Jest wszędzie - na każdej większej imprezie w powiecie, na imprezach regionalnych w Trójmieście, w Warszawie - w Hotelu Jan III Sobiecki i Pałacu Wilanowskim. Również na dwóch stronach ekskluzywnego magazynu VIP - w artykule o tajemniczym Mermecie na Kociewiu.
Występuje w bardzo bogatym stroju kociewskim, sprzedaje między innymi słynną już Żurawinówkę po mermecku - w płaskich buteleczkach, z czerwonym nadrukiem.
- Urodziłam się w Gdyni - mówi, odpowiadając na pytanie o kociewskie korzenie. - Ale rodzice ze strony dziadka są związani z tym stronami. Dziadek od strony mamy Józef Radtke urodził się w Skórczu, został bestialsko zamordowany 23 września 1944 r. przez Niemców. Był jednym z dwudziestu Polaków, którzy zginęli za zabitego w Ocyplu gestapowca. W miejscowości stoi upamiętniający te osoby pomnik, w lesie, miejscu kaźni - upamiętniający kamień.

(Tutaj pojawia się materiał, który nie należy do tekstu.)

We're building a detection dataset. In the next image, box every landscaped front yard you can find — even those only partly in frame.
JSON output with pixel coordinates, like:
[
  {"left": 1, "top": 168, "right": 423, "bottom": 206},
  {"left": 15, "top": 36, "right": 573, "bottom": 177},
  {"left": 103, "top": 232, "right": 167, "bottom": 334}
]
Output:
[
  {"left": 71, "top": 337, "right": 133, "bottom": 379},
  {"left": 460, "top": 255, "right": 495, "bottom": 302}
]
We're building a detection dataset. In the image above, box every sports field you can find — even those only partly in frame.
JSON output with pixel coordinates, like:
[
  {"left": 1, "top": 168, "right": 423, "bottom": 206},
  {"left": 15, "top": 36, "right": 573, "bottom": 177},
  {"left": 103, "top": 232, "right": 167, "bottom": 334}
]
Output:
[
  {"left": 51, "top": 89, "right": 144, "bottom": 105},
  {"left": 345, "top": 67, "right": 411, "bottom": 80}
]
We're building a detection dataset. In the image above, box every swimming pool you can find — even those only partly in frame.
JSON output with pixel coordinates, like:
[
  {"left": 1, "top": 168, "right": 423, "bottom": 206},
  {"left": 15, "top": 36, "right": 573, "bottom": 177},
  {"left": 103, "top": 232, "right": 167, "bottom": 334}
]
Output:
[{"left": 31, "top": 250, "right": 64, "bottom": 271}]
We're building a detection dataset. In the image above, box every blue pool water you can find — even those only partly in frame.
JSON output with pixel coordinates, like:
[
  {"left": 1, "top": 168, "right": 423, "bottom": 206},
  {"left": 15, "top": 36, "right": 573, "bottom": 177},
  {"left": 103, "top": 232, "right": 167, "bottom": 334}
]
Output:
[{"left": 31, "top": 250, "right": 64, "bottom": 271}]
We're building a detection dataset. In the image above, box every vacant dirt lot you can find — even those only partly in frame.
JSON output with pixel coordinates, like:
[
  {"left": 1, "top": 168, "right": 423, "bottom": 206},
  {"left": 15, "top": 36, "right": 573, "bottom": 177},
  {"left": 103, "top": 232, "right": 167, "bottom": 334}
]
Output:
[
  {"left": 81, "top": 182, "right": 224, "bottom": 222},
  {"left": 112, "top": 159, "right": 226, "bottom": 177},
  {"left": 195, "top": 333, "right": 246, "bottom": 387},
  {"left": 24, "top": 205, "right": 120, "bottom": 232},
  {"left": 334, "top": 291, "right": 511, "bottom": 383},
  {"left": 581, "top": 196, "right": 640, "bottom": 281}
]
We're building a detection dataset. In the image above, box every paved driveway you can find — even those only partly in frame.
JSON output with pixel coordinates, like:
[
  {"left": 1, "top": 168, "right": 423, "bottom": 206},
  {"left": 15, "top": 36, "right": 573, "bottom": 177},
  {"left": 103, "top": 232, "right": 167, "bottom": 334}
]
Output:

W domu pani Dagmary, w którym prowadzi w kwaterę agroturystyczną, urodził się też jej wujek Stanisław Ryż, obecnie mieszkający we Wdeckim Młynie.
Mazurkowie ów dom kupili 16 lat temu. Przyjeżdżali tu co roku na wczasy.
- Czułam się gdynianką, ale zakochałam się w tych terenach. Coś mnie w tych miejscach pociąga... Od tego roku jestem zameldowana już tu. Kwaterę mam niespełna dwa lata - ciągnie dalej Dagmara. - Jak się prowadzi kwaterę, to chcąc nie chcąc trzeba się zainteresować i historią regionu, i jego atrakcjami.
U niej to zainteresowanie ma charakter osobistych dociekań. Tę historię poznała dokładnie. Ma nawet w domu niezwykły dokument - mapę Mermetu z 1867 roku.
- To wspaniale, jak się przynależy do jakiegoś regionu - mówi. - Region można też wykorzystywać marketingowo, stąd w tym roku jeżdżę na rozmaite imprezy w kociewskim stroju ludowym, a na swoich stoiskach prezentuję materiały o Kociewiu, mojej i innych kwaterach i wyrobach kulinarnych.
Wielkim wzięciem na tych stoiskach cieszy się Żurawinówka po Mermecku, która Dagmara produkuję według starych kociewskich receptur. Znana jest z tego i ze stroju w powiecie, Trójmieście, Poznaniu i Warszawie.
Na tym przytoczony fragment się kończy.